Even though the vast majority of interaction may be decentralized (via product teams) the resulting data plane updates will in effect by “centralized” at the edge.
The latest release of Ambassador 0.50 has been fundamentally re-architected to address these issues. The internal class hierarchy within Ambassador was made to more closely mirror the separation of concerns between the Ambassador configuration resources, a multipass compiler-inspired generation of an Intermediate Representation (IR), and the Envoy configuration resources. Core parts of Ambassador were also redesigned to facilitate contributions from the community outside Datawire.
We decided to take this approach for two reasons. First, Envoy Proxy is a very fast moving project, and we realized that we needed an approach where a seemingly minor Envoy configuration change didn’t result in days of reengineering within Ambassador. In addition, we were also wanted to be able to provide semantic verification of configuration before loading this into Envoy.
The second point is particularly relevant to the theme of this article. When designing a control plane for the edge, even though the vast majority of interaction may be decentralized (via product teams) the resulting data plane updates will in effect by “centralized” at the edge. It’s worth noting that this isn’t something that you would typically see with a service-to-service data plane, as changes are often localized to the data plane proxy running within a service (or services) sidecar. Extra effort has to be put into validating changes being made to an edge proxy (or load balanced fleet of edge proxies), as an invalid configuration could potentially break all ingress traffic. As all of this configuration is effectively happening at a global level at the edge, the edge proxies must also be capable of very rapidly actioning any changes specified via the control plane.

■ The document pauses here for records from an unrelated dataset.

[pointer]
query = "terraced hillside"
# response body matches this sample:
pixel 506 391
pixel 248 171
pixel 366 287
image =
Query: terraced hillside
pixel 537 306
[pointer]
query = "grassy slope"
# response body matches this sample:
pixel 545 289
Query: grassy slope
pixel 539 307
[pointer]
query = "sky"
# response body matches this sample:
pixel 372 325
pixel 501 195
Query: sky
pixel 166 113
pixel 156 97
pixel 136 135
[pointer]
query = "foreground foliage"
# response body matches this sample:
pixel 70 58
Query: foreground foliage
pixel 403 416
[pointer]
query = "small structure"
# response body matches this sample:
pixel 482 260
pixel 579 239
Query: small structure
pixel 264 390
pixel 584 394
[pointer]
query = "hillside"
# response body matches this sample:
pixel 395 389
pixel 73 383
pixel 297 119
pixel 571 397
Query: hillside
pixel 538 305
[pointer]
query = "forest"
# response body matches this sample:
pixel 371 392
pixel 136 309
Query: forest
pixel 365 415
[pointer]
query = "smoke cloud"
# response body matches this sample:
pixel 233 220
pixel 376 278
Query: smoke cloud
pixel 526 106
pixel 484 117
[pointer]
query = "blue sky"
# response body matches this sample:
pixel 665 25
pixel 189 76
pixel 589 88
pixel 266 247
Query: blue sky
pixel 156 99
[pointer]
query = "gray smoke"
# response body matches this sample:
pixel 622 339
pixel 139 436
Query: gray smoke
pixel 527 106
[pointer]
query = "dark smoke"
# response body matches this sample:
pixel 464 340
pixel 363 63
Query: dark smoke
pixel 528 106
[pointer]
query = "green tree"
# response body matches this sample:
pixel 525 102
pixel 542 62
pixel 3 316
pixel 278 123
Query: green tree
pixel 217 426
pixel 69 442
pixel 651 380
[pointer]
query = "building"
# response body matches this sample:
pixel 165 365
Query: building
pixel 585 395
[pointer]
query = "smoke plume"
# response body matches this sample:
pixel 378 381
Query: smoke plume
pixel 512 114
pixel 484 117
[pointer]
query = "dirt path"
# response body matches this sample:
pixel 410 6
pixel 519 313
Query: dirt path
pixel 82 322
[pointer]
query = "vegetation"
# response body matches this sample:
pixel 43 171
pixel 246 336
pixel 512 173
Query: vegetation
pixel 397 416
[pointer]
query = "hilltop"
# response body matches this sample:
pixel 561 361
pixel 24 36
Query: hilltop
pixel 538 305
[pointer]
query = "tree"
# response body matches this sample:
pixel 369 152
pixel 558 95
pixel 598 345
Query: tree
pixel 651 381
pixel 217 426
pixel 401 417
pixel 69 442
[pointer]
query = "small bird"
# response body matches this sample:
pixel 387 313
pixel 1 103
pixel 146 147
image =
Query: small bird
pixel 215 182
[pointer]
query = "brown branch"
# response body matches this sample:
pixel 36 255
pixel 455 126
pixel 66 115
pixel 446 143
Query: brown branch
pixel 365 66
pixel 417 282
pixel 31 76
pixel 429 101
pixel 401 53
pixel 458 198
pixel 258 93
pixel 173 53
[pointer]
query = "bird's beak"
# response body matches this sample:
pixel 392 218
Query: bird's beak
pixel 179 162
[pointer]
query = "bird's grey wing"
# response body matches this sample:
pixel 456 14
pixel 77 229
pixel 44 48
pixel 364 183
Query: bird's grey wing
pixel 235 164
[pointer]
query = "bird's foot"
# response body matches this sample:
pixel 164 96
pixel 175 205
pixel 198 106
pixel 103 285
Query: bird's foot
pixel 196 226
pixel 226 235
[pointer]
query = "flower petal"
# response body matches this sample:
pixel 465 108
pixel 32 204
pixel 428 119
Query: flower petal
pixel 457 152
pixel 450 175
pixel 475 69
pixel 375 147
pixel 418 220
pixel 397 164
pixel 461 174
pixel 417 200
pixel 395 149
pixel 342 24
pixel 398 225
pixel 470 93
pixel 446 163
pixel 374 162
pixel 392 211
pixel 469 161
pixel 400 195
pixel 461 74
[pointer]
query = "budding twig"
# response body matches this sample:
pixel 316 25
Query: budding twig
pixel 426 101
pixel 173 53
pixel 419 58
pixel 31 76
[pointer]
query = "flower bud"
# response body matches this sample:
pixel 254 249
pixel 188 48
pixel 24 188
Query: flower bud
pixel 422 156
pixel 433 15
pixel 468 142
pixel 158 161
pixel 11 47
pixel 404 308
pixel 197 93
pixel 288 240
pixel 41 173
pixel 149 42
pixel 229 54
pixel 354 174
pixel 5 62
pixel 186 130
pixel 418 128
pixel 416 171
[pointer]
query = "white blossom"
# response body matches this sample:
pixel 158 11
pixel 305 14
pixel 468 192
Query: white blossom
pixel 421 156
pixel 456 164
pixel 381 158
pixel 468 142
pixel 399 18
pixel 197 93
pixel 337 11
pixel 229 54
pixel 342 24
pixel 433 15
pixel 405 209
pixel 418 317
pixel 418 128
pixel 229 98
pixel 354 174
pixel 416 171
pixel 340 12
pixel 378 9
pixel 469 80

We also switched the Ambassador internals to use Envoy’s v2 Aggregated Discovery Service (ADS) APIs to load configuration into the Envoy process instead of relying on the previous approach of using a hot restart. This completely eliminated the requirement for restart on configuration changes, which we found could lead to the dropped connection under high loads or long-lived connections, such as gRPC streams or WebSockets.
The new internal Ambassador configuration process now looked something like this:
Moving to a “programmable edge” is beneficial, but you will need to adapt your developer experience or “DevEx” in order to fully take advantage of this new technology. Modern architectures and technologies like microservices and containers allow engineers to build and release functionality quickly, but the supporting underlying infrastructure also needs to adapt.
In particular, modern engineering workflows make the edge of your network more dynamic — rapidly changing business functionality is exposed here via independent decentralized product-focused teams, and external threats such as man-in-the-middle attacks or DDoS need to mitigated by centralized operations teams. By using tooling like Ambassador, which acts as an edge-focused control plane for the Envoy Proxy, in tandem with using new workflow approaches like GitOps, I believe this will go some way in helping to address some of the challenges discussed.